Confidential, Mclean, VA
Big Data Developer
Environment: Map Reduce, HDFS, Sqoop, Pig, Hive, Kafka, Flume, Shell Scripts, Oozie, ETL, Agile, SQL
Responsibilities:
- Developed in writing MapReduce jobs.
- Ingested data into HDFS using SQOOP and scheduled an incremental load to HDFS.
- Developed scripts in Pig for transforming data and extensively used event joins, filtered and did pre- aggregations.
- Analyzed data using Hive the partitioned and bucketed data and compute various metrics for reporting.

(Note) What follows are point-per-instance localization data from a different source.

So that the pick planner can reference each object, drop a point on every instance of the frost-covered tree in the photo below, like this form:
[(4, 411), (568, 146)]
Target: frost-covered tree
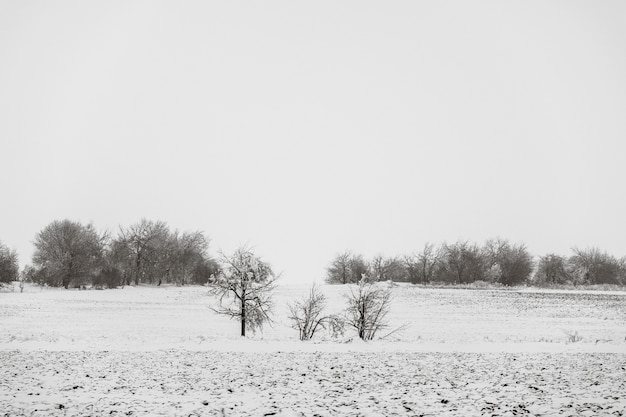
[(461, 263), (67, 252), (368, 306), (593, 266), (552, 269), (508, 264), (9, 265), (421, 267), (141, 249), (307, 315), (346, 268), (244, 287), (388, 269)]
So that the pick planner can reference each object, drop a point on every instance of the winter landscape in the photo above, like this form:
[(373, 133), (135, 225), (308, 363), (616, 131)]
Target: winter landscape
[(164, 351), (174, 176)]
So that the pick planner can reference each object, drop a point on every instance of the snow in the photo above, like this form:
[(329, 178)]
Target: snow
[(164, 351)]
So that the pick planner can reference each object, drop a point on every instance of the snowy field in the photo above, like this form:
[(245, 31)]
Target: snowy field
[(163, 351)]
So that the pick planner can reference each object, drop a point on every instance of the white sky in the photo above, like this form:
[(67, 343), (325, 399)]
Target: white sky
[(306, 129)]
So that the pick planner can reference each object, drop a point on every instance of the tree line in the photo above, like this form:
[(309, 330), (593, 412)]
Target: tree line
[(496, 261), (70, 254)]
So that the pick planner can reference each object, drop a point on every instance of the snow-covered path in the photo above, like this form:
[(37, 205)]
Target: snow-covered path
[(184, 383)]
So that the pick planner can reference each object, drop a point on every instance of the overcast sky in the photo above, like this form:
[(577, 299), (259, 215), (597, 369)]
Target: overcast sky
[(304, 129)]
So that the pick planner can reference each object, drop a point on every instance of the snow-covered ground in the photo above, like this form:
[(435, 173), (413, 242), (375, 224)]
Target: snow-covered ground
[(163, 351)]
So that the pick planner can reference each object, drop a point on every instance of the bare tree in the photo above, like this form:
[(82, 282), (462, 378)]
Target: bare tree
[(421, 267), (141, 246), (593, 266), (552, 269), (346, 268), (9, 265), (244, 287), (307, 314), (388, 269), (66, 252), (461, 263), (506, 263), (368, 306)]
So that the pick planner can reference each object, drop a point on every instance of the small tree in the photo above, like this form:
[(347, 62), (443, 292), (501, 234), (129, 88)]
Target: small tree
[(307, 314), (346, 268), (368, 307), (552, 269), (67, 252), (9, 265), (250, 283)]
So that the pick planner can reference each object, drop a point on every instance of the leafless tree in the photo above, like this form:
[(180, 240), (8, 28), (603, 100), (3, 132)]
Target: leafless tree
[(507, 263), (346, 268), (141, 247), (66, 252), (244, 287), (307, 315), (593, 266), (461, 263), (421, 267), (388, 269), (9, 266), (368, 306), (552, 269)]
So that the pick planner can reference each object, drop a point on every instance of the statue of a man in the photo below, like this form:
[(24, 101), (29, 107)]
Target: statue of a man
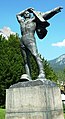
[(31, 21)]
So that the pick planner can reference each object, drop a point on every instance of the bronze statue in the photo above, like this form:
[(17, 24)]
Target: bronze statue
[(31, 21)]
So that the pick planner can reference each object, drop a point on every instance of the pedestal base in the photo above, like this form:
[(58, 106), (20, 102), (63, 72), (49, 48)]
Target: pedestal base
[(33, 100)]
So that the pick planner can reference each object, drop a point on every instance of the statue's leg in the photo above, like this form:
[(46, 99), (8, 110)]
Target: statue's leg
[(25, 58), (33, 49)]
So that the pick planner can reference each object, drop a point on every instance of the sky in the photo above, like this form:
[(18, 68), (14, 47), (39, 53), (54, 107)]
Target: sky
[(53, 45)]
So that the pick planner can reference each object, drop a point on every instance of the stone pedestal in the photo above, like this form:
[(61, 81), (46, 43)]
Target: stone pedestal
[(33, 100)]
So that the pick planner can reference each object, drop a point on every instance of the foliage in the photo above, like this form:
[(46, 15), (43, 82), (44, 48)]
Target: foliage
[(12, 65), (2, 113), (49, 73)]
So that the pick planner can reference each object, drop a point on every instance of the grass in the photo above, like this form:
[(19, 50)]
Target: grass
[(64, 115), (2, 113)]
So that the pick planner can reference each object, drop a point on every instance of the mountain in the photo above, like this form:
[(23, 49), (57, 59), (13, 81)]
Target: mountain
[(58, 64), (6, 32)]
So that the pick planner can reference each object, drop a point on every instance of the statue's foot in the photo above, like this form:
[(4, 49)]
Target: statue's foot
[(41, 76), (25, 77)]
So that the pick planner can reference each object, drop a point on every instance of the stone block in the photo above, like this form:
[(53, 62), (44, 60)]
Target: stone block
[(33, 100)]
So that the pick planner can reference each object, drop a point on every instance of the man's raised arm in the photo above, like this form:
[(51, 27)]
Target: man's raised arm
[(51, 13)]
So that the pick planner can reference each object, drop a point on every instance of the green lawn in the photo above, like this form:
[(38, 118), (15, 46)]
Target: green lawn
[(64, 115), (2, 113)]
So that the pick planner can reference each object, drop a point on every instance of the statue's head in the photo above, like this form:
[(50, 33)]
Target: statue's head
[(27, 14)]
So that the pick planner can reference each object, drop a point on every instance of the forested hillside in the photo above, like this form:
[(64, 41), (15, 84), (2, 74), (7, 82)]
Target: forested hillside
[(12, 65)]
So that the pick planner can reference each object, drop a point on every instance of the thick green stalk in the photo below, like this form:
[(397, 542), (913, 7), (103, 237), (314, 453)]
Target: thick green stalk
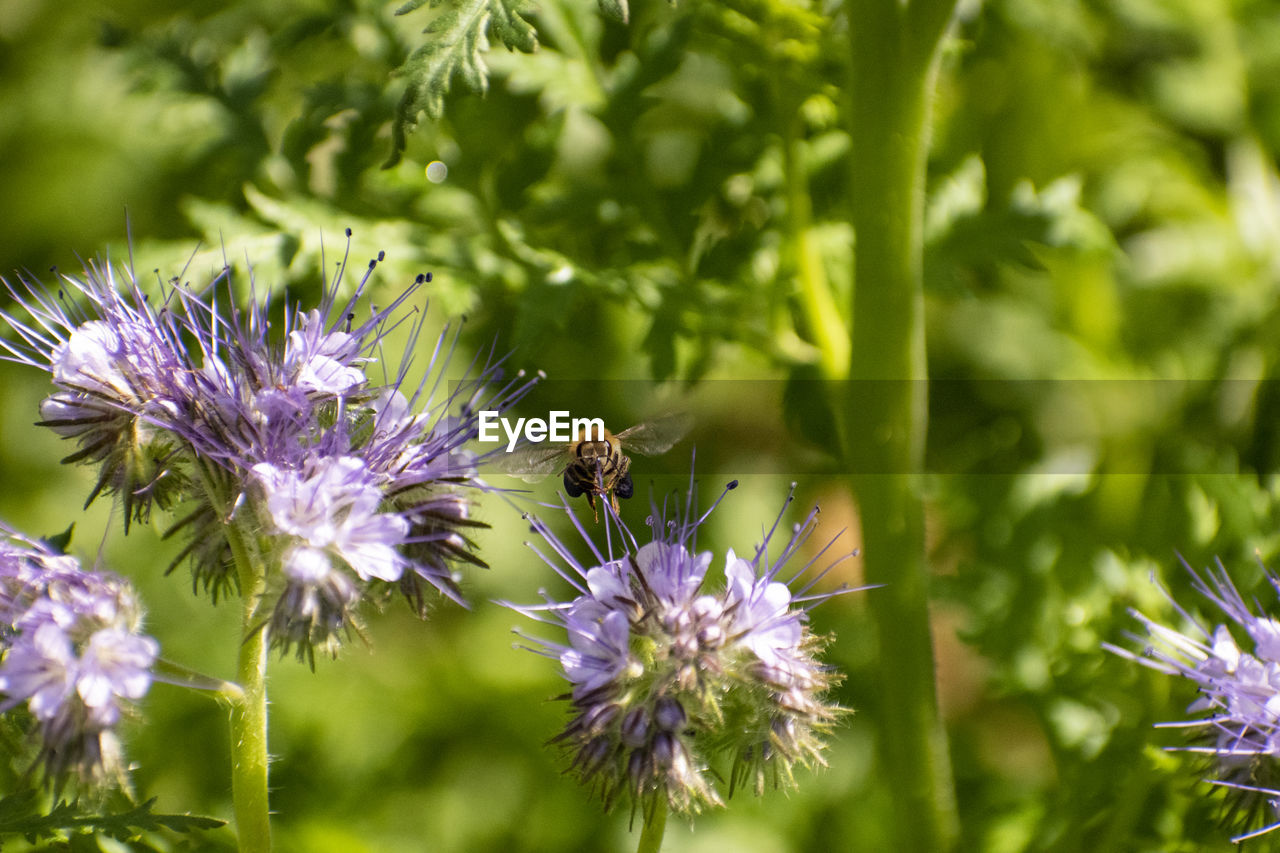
[(248, 716), (248, 740), (895, 54)]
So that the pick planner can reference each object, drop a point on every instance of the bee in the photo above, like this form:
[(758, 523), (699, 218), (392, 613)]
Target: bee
[(597, 465)]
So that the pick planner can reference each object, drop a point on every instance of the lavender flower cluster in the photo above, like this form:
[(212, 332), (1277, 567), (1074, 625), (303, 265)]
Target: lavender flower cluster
[(670, 675), (1239, 694), (288, 459), (73, 653)]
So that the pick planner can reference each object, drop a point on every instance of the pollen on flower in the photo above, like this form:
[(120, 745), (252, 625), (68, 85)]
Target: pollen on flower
[(1233, 665), (73, 653), (269, 434), (670, 674)]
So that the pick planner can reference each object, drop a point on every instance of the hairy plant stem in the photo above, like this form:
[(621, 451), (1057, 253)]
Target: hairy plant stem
[(654, 828), (248, 710), (895, 56)]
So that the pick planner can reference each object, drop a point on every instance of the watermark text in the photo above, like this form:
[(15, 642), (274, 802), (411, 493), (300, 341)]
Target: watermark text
[(558, 427)]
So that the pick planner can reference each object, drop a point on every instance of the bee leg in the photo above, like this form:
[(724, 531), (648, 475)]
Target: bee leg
[(625, 488)]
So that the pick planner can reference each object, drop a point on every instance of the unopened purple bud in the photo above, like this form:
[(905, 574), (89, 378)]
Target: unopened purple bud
[(600, 717), (668, 714), (635, 728), (638, 767)]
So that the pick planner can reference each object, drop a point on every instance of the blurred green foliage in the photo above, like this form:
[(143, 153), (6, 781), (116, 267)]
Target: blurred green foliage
[(629, 203)]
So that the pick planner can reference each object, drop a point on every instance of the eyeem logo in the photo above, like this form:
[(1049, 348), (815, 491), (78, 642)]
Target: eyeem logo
[(557, 428)]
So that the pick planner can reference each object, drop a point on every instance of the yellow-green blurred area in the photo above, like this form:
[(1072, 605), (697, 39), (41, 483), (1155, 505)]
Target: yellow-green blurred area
[(630, 210)]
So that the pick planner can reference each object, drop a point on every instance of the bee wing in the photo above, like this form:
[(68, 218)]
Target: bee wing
[(657, 436), (531, 463)]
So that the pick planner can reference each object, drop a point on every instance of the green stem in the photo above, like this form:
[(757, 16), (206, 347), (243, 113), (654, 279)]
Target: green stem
[(894, 50), (248, 742), (248, 717), (654, 828)]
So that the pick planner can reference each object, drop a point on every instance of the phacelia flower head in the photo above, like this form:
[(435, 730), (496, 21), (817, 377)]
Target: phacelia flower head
[(282, 438), (72, 651), (1235, 666), (679, 684)]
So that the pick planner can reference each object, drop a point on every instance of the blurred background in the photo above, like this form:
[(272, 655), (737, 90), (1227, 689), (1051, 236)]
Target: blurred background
[(626, 209)]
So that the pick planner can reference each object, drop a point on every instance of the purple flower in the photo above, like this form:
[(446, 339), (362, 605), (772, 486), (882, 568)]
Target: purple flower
[(1235, 666), (282, 432), (73, 653), (670, 674), (332, 507)]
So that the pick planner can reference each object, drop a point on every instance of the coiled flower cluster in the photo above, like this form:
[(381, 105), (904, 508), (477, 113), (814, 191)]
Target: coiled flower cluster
[(1238, 710), (72, 652), (673, 678), (297, 463)]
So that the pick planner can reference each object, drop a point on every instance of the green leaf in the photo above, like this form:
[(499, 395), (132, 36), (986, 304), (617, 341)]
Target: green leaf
[(59, 541), (615, 10), (457, 39)]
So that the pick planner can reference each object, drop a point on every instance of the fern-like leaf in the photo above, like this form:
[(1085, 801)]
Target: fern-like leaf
[(19, 815), (456, 41)]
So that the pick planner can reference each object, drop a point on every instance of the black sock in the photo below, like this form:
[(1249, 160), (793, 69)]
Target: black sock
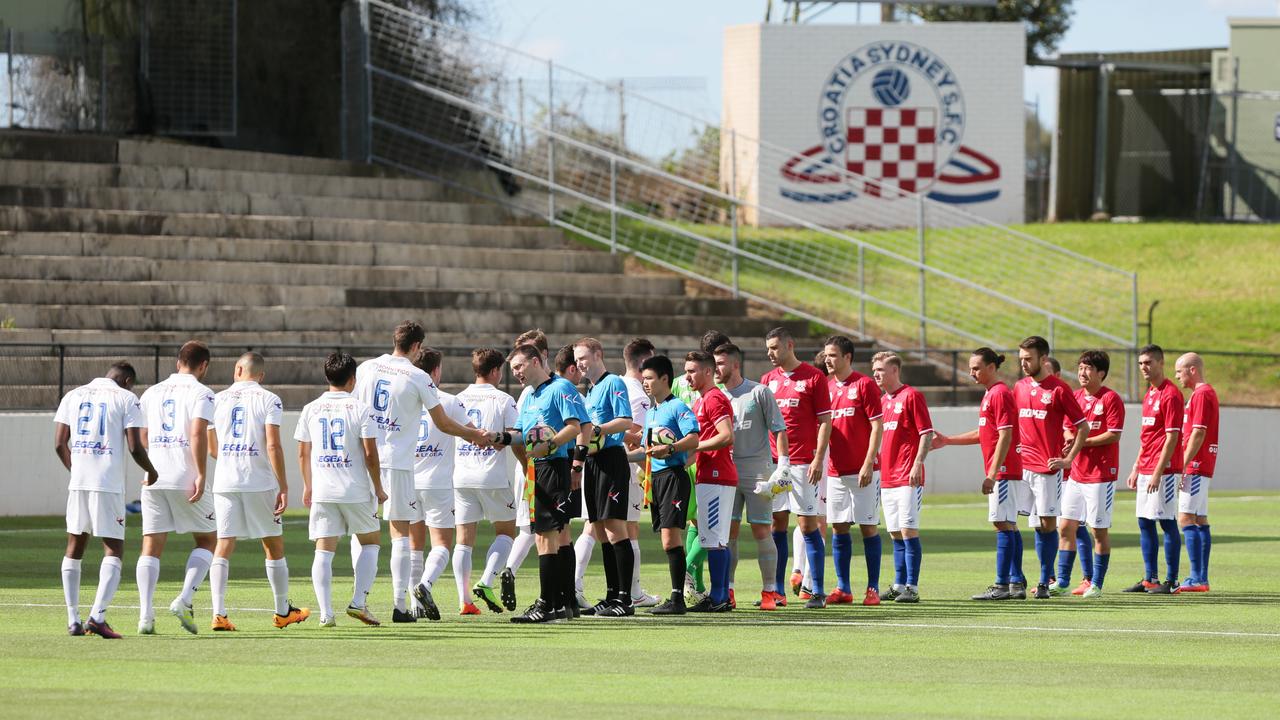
[(626, 561), (676, 564), (566, 575), (548, 577), (611, 569)]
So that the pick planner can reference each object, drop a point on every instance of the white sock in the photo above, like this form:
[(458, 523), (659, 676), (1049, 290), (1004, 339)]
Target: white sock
[(366, 569), (321, 579), (434, 565), (496, 559), (146, 573), (71, 588), (520, 550), (401, 566), (197, 566), (636, 591), (583, 548), (108, 579), (219, 570), (462, 573), (415, 572)]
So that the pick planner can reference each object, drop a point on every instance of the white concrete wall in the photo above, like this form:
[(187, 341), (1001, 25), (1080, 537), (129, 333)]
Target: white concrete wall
[(32, 481)]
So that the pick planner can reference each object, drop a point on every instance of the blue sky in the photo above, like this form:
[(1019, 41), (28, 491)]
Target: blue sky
[(613, 39)]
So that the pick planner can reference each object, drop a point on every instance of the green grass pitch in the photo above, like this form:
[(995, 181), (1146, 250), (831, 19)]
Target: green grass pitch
[(1175, 656)]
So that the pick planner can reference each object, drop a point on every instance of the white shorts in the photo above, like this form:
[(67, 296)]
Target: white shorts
[(1041, 496), (471, 505), (846, 502), (337, 519), (1073, 501), (1160, 505), (1194, 499), (804, 499), (714, 507), (903, 507), (247, 515), (100, 514), (168, 511), (435, 507), (1002, 502), (1098, 499), (401, 497)]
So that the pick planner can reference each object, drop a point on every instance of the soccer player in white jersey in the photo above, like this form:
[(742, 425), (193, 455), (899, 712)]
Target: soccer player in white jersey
[(92, 427), (397, 392), (433, 482), (341, 484), (1200, 459), (250, 487), (634, 355), (481, 477), (178, 411)]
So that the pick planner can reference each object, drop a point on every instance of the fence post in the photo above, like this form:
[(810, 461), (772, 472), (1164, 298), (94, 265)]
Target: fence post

- Good experience in developing Hive DDLs to create, alter and drop Hive TABLES.
- Worked on HiveQL.
- Implemented Kafka for streaming data and filtered, processed the data.
- Developed data pipeline using flume, Sqoop and pig to extract the data from weblogs and store in HDFS
- Developed Shell scripts for scheduling and automating the job flow.
- Developed a workflow using Oozie to automate the tasks of loading the data into HDFS.
- Developed MapReduce jobs to calculate the total usage of data by commercial routers in different locations, developed Map reduce programs for data sorting in HDFS
- Load balancing of ETL processes, database performance tuning ETL processing tools.
- Loaded the data from Teradata to HDFS using Teradata Hadoop connectors.
- Optimized Hive queries to extract the customer information from HDFS.
- Performed Data scrubbing and processing with Oozie and for workflow automation and coordination.
- Involved in various phases of development analyzed and developed the system going through Agile Scrum methodology.